Dreamworks Nashville
2005
Honkytonk U
About This Album
Snicker all you want at Toby Keith's shoutout to his "boys in Afghanistan and Baghdad City" in the chorus of "Honkytonk U" -- Keith may pander, but that doesn't mean he doesn't deliver the goods. And deliver he does on Honkytonk University, his 2005 follow-up to 2003's hit Shock'n Y'all and the second album he's released since 2002's Unleashed made him into a bonafide superstar thanks to its post-9/11 anthem "Courtesy of the Red, White and Blue (The Angry American)." That song pegged Keith as a right-wing, red-state country singer, but that's not exactly an accurate designation. Not only is he nowhere near as simple as Darryl Worley, but his patriotic posturing was savvy, a good way to endear him to his core audience and broaden his base, all the while being able to keep his country pure, without a trace of pop schmaltz in its arrangements.

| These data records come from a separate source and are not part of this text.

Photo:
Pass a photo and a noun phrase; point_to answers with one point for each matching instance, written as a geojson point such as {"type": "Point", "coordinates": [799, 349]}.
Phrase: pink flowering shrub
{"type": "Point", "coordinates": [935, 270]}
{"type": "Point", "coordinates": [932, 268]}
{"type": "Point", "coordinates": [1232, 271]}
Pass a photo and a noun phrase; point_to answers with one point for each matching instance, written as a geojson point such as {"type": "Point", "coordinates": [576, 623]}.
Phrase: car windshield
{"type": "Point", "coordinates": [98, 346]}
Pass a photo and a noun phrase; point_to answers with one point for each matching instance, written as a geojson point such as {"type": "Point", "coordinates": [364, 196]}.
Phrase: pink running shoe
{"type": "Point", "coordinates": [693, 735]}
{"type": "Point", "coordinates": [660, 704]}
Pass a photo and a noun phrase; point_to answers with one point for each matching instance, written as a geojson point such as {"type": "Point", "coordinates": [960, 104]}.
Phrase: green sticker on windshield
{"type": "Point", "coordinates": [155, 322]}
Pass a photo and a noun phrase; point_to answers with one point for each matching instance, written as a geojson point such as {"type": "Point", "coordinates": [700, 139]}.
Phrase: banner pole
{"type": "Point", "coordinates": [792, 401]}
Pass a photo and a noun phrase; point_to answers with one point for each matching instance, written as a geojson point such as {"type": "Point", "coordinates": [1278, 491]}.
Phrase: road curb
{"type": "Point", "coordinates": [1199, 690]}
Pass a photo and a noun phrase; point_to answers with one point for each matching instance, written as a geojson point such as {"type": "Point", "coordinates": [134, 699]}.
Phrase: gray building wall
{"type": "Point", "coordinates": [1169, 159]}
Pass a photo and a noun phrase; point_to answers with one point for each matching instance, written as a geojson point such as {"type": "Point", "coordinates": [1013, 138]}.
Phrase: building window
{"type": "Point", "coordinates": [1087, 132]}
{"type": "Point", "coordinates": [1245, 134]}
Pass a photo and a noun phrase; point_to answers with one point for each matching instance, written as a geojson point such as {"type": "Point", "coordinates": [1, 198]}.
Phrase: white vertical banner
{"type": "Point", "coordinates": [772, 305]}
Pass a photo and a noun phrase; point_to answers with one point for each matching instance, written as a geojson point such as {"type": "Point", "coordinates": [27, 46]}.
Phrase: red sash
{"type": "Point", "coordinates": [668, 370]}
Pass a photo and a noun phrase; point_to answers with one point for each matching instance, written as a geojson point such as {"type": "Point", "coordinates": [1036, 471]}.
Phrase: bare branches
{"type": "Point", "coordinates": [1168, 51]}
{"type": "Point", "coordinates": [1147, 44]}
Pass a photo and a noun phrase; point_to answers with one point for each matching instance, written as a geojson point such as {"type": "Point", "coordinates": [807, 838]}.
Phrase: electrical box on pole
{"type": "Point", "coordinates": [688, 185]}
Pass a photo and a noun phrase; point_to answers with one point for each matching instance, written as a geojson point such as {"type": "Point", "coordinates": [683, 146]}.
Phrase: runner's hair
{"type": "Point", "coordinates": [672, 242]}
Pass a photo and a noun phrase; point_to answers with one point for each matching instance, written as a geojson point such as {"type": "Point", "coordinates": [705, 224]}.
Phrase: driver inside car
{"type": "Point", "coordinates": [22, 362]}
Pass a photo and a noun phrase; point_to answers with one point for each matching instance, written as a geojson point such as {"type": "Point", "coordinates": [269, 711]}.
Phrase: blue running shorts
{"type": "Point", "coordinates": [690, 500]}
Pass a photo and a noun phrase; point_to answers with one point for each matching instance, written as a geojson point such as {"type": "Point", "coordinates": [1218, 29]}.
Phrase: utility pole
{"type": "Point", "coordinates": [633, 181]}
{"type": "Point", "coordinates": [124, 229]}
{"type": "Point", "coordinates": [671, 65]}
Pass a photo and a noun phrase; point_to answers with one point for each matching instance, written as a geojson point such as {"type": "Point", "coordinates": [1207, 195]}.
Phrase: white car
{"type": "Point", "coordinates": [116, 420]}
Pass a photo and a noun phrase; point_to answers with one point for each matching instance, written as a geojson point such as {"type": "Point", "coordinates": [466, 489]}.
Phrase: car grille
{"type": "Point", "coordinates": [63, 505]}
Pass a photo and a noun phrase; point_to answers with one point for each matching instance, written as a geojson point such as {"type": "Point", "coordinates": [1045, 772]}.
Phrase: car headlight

Honkytonk University, as its title suggests, confirms that Keith is the biggest hardcore country singer this side of Alan Jackson, but where Jackson is a strict traditionalist, Keith is a rowdy modern man, building on the outlaw country of Waylon Jennings and the sound of latter-day Merle Haggard, throwing in traces of Dwight Yoakam along with a keen eye for contemporary life.